On taking leaps

Even though I love almanacs and planning by the calendar, I don’t come out the gate with resolutions and round-ups at the beginning of the year. You’ll get no New Years’ hot takes from me. I like to take my time, let my thoughts simmer. Let the Lunar New Year roll in. Feel spring start doing its awakening thing, so I can see and feel what’s up, instead of making or following predictions based on past patterns. How will this year be as never before?

During some free-association time, this leap year reminded me that one of the names I'd been considering for my practice was "Big Leap Reiki," and that’s what got me thinking about a recent intake session I had with a professional writer.

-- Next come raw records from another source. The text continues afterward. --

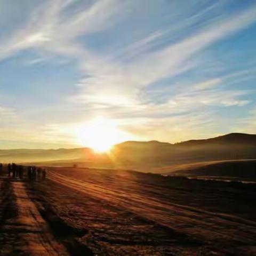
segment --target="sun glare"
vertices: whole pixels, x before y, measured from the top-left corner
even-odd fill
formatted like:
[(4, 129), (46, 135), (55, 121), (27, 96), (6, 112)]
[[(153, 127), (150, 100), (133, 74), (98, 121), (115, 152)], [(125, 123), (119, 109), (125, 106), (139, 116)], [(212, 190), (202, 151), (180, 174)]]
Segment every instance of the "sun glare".
[(114, 121), (102, 118), (78, 129), (77, 136), (81, 144), (99, 153), (107, 152), (115, 144), (130, 139)]

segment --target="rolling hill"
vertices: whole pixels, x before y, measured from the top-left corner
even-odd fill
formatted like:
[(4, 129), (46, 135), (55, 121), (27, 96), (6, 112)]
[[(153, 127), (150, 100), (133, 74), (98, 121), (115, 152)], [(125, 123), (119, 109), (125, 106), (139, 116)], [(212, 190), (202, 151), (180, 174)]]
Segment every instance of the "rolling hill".
[(0, 150), (0, 161), (43, 162), (52, 166), (134, 169), (170, 173), (181, 165), (209, 161), (256, 159), (256, 135), (230, 133), (215, 138), (171, 144), (157, 141), (126, 141), (109, 154), (81, 148), (57, 150)]

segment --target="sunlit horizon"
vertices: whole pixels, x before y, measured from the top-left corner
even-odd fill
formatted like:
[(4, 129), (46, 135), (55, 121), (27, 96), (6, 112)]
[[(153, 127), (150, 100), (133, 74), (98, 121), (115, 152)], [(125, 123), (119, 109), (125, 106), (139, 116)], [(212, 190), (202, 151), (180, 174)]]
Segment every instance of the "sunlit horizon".
[(0, 148), (255, 133), (255, 3), (185, 2), (3, 1)]

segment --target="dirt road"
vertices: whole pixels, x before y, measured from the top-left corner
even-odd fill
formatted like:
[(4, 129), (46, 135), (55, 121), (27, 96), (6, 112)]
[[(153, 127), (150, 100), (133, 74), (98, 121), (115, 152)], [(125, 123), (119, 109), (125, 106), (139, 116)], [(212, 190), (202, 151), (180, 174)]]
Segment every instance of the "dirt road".
[(150, 193), (145, 193), (145, 188), (143, 190), (141, 188), (138, 193), (135, 185), (117, 189), (95, 181), (73, 179), (57, 172), (50, 171), (49, 178), (81, 193), (107, 201), (158, 224), (201, 239), (253, 244), (256, 237), (254, 221), (173, 203), (170, 199), (153, 197), (153, 187), (150, 188)]
[(66, 255), (51, 234), (23, 182), (1, 177), (0, 255)]

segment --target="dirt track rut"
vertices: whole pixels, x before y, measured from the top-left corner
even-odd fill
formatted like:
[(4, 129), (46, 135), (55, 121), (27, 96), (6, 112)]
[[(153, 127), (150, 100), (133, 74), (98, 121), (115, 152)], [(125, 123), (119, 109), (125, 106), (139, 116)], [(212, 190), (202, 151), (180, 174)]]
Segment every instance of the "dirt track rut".
[(15, 207), (2, 210), (15, 212), (10, 216), (8, 212), (2, 213), (6, 218), (0, 229), (0, 254), (68, 255), (51, 234), (47, 223), (27, 193), (24, 182), (15, 180), (7, 182), (12, 190), (12, 199), (15, 199)]

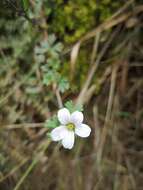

My ideal client. The one I dreamed of whenever I’ve done those little exercises in workshops. I *love* her. She’s ambitious and confident, and six months ago, she started her own business. She did it with a household to run (twin boys!), and she did it as the family breadwinner, without the safety net of a dual-income.

She built a good-sized sturdy business boat and set sail, because somewhere inside she knew that this was the right direction—the one that would bring long-lasting balance to both her family and career. Fear be damned. Uncharted waters be conquered. Full steam ahead!

...

Yay! Or at least that’s what you might say to her face. But admit it, there’s a part of you that would like to tell this woman that she seriously needs to rethink her plan. And I’m sure you could probably find about 50 supporting articles that would tell her the same.

Fortunately, she didn’t ask you. And she didn’t ask Forbes, or The Muse, or LinkedIn, or any of the other places through which our business advice is filtered.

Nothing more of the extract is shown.